His answer has three main components.

Answer 1: technical reasons. Tor was created as a DARPA project for spy communication – but the developers quickly realized that they would need lots of non-spy activity on Tor for the spy activity to blend into the background, which is why they opened it up and continue to fund it and advocate for it.

Answer 2: influence. The funding relationship allows the government to exert influence on these organizations, get advance notice of vulnerabilities and roadmaps, shape the direction and steer them away from things that are actively dangerous to the handlers. Somewhere in here is the possbility of backdoors, which I can’t really assess the evidence for. Part of this explanation is that by supporting a highly visible but secretly defanged privacy movement, they reduce the pressure that might otherwise cause trouble for them.

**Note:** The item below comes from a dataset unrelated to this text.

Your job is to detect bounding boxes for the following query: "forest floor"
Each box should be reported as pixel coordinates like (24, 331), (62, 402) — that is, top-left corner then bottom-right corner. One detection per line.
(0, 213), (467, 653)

Answer 3: use of these systems as a tool to destabilize enemy regimes – the USG funds privacy training for political activists across the world, and advises them to use Tor and Signal. This is not exactly hidden – the OTF’s Wiki page cites its mission statement as wanting to “support projects that develop open and accessible technologies to circumvent censorship and surveillance, and thus promote human rights and open societies”. The extent of the activities that we’re supporting likely go deeper – we’re not above a little violent regime change – but this goal is out in the open.

There are a lot of interesting issues raised here, and the facts in this book are painstakingly documented. But ultimately I wonder if he’s seeking too consistent an explanation, in the vein of conspiracy theorists who need a simple causal pattern to explain a wide variety of events. He seems to think that “Google” and “the US government” are monolithic entities with a single volition, whose actions must be somehow consistent – this is of course not the way these institutions work, especially when it comes to the intelligence community. The story he tells (especially Answer 2) complicates and punctures the self-aggrandizing, radical-aesthetic narrative in the privacy community. But I don’t think this is as big a puzzle as he makes it out to be.